Spider-Man Into the Spider-Verse: A Swinging Hit


Sony Pictures Animation

Courtesy of Variety.com

Christine Leal, Staff Writer

Note: There will be a few minor spoilers in this review (nothing too major). So, this is a warning if you haven’t seen the movie yet. (But you still should see it, it’s fantastic) 

If you’re a big Spider-Man fan or even if you’re not, everyone can agree that the latest installment in the Marvel Cinematic Universe is amazing. The story follows a teenager named Miles Morales who is played by Shameik Moore. Moore does a brilliant job playing a teenager in Brooklyn. He brings out the relatable-ness and awkwardness of Miles that many high school students can relate too. Miles is a regular teen who admires Spider-Man, much to the dislike of his father, a police officer. One day while in the subway, he gets bitten by a radioactive spider and soon gains similar abilities to the famous web-slinger, Spider-Man. Meanwhile, the villain, Kingpin, tries to open a portal to another universe, other versions of Spider-Man from other worlds fall into Miles’ universe. These include a different version of Spider-Man, Peter B. Parker, who is played by Jake Johnson. Johnson plays a great older Spider-Man, as his version is a more “washed up”, older version of the web-slinger. His portrayal of the cynical, reluctant mentor to Miles is clever and funny. Additionally, Hailee Steinfeld plays the teenage Spider-Gwen. Steinfeld brings a cool, graceful attitude in her version of Gwen Stacy, making a good impression for her first major animated film. One of the best parts about the movie is the character development that happens within a short period of time. The audience can see the transition from the declining Peter B. Parker, who was tired and just wanted to go back to his depressing life to an inspirational teacher who greatly helps and cares about Miles. Especially when he was willing to die to help all the other versions of Spider-Man return to their dimensions. But, some of the other minor characters don’t seem to have a designated role in the movie’s plot, like Spider-Ham, Peni Parker, and Spider-Man Noir, but they add a pleasant comedic effect and their lack of importance to the main story isn’t detrimental to the movie at all.   

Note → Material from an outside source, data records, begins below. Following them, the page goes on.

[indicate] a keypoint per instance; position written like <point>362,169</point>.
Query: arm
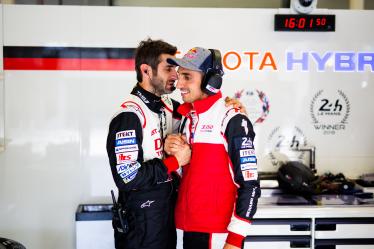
<point>240,135</point>
<point>125,152</point>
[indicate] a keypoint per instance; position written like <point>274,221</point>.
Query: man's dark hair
<point>148,52</point>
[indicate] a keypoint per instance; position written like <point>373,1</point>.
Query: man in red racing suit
<point>219,187</point>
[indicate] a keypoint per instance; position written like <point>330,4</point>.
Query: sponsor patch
<point>247,166</point>
<point>127,156</point>
<point>243,143</point>
<point>125,134</point>
<point>249,175</point>
<point>126,148</point>
<point>206,128</point>
<point>128,171</point>
<point>247,152</point>
<point>125,141</point>
<point>249,159</point>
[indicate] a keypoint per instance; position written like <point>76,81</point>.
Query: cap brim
<point>182,63</point>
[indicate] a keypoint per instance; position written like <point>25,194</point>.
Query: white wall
<point>56,121</point>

The plot isn’t too convoluted, it does use some cliché movie tropes and sometimes it can be a bit predictable at times, but it is the most unique version of the Spider-Man story. It doesn’t leave behind any major plot holes and the whole story makes sense, which is something that many Hollywood movie companies don’t pay enough attention to but is a vital part of the movie making process. The main villain Kingpin even has an understandable motive for trying to cross dimensions. It was for his family. And the movie acknowledges and revives the original storyline of Peter Parker getting bit by the radioactive spider and his Uncle Ben dying, but it doesn’t get too repetitive like some of the other Spider-Man movies. The introductions for each spider-persona are especially unique, since every character has their own version of the Spider-Man story, but they all have the same story at the core. It’s a common factor between the characters that unites them.  

The cinematography is one of the best things about the movie. The animation quality is incredibly unique, with a mix of a 2D comic book style, and 3D animation. The animation, especially during the action scenes is incredibly unique, unlike any other animated movie that came out in 2018. The comic-book styling of the animation is fun and colorful, with occasional text bubbles and the POW! s and BAM! s to show action. It’s like a comic book come to life. The beautiful soundtrack adds onto the already amazing animation and interesting plot of this movie, making an absolute cinematic masterpiece in my opinion.

“Spider-Man into the Spider-Verse” receives 5 out of 5 tornadoes.